Ocena złożonych wniosków przez samorządy została czasowo wstrzymana. Zarząd województwa na niedawnym posiedzeniu zdecydował jednak o ich ważności i przyjął zasady ich rozpatrzenia. Pomoc finansowa obejmie do 60% kosztów kwalifikowanych zadania inwestycyjnego, jednak nie więcej niż 4 miliony złotych dla pojedynczego projektu.

Oceny formalnej wniosków ma dokonać Departament Edukacji, Nauki i Sportu UMWP, a merytorycznej powołana w tym celu komisja.

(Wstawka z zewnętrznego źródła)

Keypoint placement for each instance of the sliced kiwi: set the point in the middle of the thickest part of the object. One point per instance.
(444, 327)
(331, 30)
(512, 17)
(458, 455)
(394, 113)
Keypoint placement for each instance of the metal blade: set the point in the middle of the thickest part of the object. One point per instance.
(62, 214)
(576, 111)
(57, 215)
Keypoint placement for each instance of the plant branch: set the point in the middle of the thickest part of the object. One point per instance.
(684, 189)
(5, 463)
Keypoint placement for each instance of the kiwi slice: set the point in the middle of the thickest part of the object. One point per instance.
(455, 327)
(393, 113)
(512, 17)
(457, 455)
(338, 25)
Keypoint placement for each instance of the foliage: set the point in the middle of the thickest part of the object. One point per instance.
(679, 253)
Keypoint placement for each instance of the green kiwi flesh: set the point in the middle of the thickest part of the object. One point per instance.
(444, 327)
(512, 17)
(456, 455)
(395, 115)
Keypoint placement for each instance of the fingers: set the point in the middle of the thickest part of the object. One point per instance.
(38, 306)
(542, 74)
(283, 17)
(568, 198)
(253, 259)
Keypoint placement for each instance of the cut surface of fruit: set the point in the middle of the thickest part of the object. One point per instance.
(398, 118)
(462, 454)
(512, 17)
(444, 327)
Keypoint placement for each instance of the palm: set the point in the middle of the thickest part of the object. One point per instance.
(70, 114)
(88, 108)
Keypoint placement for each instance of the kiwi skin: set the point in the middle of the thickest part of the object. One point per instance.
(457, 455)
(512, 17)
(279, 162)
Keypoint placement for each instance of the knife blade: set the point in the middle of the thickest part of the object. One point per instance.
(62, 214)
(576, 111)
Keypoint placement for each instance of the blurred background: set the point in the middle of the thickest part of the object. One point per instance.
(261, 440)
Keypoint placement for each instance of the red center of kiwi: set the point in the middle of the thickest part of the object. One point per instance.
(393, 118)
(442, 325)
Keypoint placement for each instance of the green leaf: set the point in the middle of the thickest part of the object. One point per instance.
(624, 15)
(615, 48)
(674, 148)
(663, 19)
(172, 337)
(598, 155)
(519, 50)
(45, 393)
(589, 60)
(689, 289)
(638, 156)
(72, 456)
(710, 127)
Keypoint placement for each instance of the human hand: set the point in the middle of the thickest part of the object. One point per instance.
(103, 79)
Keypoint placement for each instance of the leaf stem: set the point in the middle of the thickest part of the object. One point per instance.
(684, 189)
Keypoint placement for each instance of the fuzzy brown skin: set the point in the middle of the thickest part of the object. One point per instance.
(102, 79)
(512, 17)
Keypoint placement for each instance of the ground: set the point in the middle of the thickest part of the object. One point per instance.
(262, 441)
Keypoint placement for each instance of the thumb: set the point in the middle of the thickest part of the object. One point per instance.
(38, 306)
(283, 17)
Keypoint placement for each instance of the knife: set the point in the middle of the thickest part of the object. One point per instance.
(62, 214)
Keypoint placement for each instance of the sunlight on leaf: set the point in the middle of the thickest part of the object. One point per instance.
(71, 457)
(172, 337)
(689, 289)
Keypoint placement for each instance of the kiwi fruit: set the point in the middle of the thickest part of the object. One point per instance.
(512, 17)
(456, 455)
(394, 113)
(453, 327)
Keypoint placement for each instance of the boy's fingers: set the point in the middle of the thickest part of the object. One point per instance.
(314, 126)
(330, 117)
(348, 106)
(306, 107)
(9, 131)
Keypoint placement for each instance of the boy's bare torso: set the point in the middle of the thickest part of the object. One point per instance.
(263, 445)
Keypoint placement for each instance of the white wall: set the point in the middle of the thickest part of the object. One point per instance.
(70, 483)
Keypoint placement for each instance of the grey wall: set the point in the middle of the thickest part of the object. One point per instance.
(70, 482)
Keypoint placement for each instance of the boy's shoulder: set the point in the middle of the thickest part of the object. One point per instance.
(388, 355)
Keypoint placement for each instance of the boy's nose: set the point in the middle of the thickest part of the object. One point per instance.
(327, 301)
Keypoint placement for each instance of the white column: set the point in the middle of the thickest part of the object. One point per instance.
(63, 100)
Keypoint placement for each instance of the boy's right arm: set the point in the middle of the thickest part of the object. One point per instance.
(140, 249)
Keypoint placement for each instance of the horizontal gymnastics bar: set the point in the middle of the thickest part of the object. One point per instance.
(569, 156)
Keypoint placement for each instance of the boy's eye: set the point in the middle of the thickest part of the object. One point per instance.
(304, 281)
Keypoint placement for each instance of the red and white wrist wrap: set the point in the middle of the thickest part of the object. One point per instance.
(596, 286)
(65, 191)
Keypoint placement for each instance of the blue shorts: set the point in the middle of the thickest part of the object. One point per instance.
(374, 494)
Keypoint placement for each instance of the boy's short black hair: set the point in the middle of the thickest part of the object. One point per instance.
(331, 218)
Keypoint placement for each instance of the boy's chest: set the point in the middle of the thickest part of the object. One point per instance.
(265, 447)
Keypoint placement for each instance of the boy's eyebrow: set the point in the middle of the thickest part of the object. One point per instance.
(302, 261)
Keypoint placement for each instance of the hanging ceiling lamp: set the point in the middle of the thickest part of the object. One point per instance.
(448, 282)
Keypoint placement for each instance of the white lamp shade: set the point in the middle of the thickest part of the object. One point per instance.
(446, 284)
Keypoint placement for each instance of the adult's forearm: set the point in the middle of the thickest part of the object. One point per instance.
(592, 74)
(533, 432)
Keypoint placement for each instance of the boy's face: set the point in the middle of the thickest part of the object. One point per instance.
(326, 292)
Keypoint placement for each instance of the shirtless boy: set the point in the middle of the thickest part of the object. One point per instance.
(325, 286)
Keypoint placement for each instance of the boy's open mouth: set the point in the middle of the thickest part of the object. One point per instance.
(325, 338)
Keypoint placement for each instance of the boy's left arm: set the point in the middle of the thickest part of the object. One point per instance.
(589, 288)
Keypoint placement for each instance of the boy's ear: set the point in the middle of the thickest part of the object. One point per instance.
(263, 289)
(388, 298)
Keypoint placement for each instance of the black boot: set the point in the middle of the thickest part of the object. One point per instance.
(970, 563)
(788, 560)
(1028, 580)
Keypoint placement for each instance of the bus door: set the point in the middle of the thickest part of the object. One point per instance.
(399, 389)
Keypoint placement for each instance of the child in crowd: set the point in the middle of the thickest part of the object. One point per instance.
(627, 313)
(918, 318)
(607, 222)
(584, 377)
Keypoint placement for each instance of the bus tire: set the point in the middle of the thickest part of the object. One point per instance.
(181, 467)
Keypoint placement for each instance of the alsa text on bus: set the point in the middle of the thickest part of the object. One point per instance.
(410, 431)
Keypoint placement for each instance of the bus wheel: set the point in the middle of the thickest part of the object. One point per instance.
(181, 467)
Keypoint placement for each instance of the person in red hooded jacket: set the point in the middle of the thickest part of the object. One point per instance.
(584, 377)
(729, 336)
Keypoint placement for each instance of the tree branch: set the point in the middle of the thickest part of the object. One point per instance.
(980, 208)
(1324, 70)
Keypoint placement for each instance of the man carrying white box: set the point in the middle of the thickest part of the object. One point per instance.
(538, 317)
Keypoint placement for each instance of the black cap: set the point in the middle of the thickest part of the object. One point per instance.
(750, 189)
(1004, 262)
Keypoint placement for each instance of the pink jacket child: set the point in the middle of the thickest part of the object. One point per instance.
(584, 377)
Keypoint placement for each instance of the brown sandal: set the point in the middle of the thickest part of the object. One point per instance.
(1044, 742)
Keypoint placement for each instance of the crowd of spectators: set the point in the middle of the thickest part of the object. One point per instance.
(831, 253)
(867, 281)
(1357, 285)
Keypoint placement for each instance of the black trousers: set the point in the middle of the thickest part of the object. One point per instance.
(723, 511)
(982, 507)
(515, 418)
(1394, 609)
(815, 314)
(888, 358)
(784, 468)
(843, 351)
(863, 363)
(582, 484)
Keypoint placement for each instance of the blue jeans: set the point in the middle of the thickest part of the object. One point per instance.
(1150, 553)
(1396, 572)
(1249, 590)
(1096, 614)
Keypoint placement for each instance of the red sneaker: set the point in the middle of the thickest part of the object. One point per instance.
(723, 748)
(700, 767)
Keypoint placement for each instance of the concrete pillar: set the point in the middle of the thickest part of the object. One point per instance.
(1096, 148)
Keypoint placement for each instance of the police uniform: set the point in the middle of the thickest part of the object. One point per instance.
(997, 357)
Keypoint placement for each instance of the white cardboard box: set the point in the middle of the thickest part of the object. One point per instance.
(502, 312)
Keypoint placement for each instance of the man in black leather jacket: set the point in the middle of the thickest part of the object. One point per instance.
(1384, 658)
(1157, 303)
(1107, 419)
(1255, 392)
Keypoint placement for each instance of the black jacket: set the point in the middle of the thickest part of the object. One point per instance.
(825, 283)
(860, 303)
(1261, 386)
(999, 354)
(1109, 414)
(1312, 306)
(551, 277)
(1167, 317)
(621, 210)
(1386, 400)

- Wyniki prac Komisji zostaną przekazane Zarządowi, który na ich podstawie dokona wstępnego wyboru zadań inwestycyjnych do udzielenia pomocy finansowej. Projekt uchwały Sejmiku Województwa Podkarpackiego ws. udzielenia JST pomocy finansowej jest planowany do przedłożenia przez Zarząd pod obrady Sejmiku na sesję czerwcową - czytamy w informacji.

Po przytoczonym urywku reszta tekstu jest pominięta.